The user process is simple: high school students submit sports and in-school news to SmackHigh, and curators then pick what’s most attention-worthy and use the startup’s handle to get the word out. Now, the media outlet boasts 600,000 Twitter followers across 24 states that generate more than 100 million monthly Twitter impressions. The Massachusetts account alone has 75,800 followers—and the startup's higher ed version, SmackCollege, has 63,800 followers.

Now, the media outlet boasts 600,000 Twitter followers across 24 states that generate over 100 million monthly Twitter impression. 

Stuto, a Malden native and BU Grad, tells me that he and cofounder/CMO Frank Iudiciani, a Harvard student, were quickly running out of thumbs to manage all the Twitter accounts. So they brought on a volunteer high school student in each of the 24 states to manage and curate all the content that comes in via direct message or the website form. Under the account managers are press reporters/representatives that supply most of the hyper-local content. More recently, SmackHigh hired a CTO and two marketing associates. Meanwhile, well-known angel investor Joe Caruso and Baystate Financial CMO Christopher McIntosh have all been acting as advisors for the startup.

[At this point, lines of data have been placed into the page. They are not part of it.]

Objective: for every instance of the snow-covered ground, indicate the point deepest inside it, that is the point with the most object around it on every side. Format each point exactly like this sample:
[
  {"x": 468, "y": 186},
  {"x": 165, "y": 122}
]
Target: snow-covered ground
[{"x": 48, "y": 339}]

This winter, the team decided it was time to take SmackHigh to the next level. So mid-January, they launched a mobile site to further localize the reporting of what’s going on at all of the high schools. To support this effort, they’ve been recruiting columnists to perform the same job as the state Twitter account managers do, but on an even more hyper-local level. In return, they get an opportunity to potentially reach an audience of tens of thousands of peers.

“The feedback we’ve gotten from these columnists is that at their particular high school, the student newspaper model is somewhat broken today,” Stuto said. “It’s printed once a month, and it’s not relevant to what they want to talk about. And they don’t really trust it. Take that into context with the way they behave today: everything they do today is in real-time—because of the technology they have at hand—and everything they do is raw. When they talk to their friends on these channels, they have the freedom to say whatever they want to say.”

In an age where cyberbullying is rampant, Stuto assured me that that the team has put a number of policies in place to hamper any hurtful content, as happened with YikYak, or defamatory accounts, like Collegefession page. Curators are trained to only post satirical content if it’s written in a more general format—and if it’s targeted at one individual, it’s not going to get posted. And since it can take too long to report an offensive post on Twitter and get it taken down, users are advised to email the SmackHigh team immediately if they come upon anything of that nature.

Last fall, SmackHigh was approached by Atlanta-based Fox 5 Sports. After coming across the startup’s Georgia edition, they proposed a partnership on their high school sports news initiative. The collaboration has been mutually beneficial: SmackHigh crowdsources the opinion of its users to find out what the most popular game of the week is in the Georgia area and relays the winner to Fox. In return, Fox sends out a full broadcasting crew to the selected game, and brands all the highlights on two weekly on-air broadcasts. Stuto noted that pursuing this partnership allowed SmackHigh to better understand how valuable the startup can be to potentially other third-party media outlets down the line.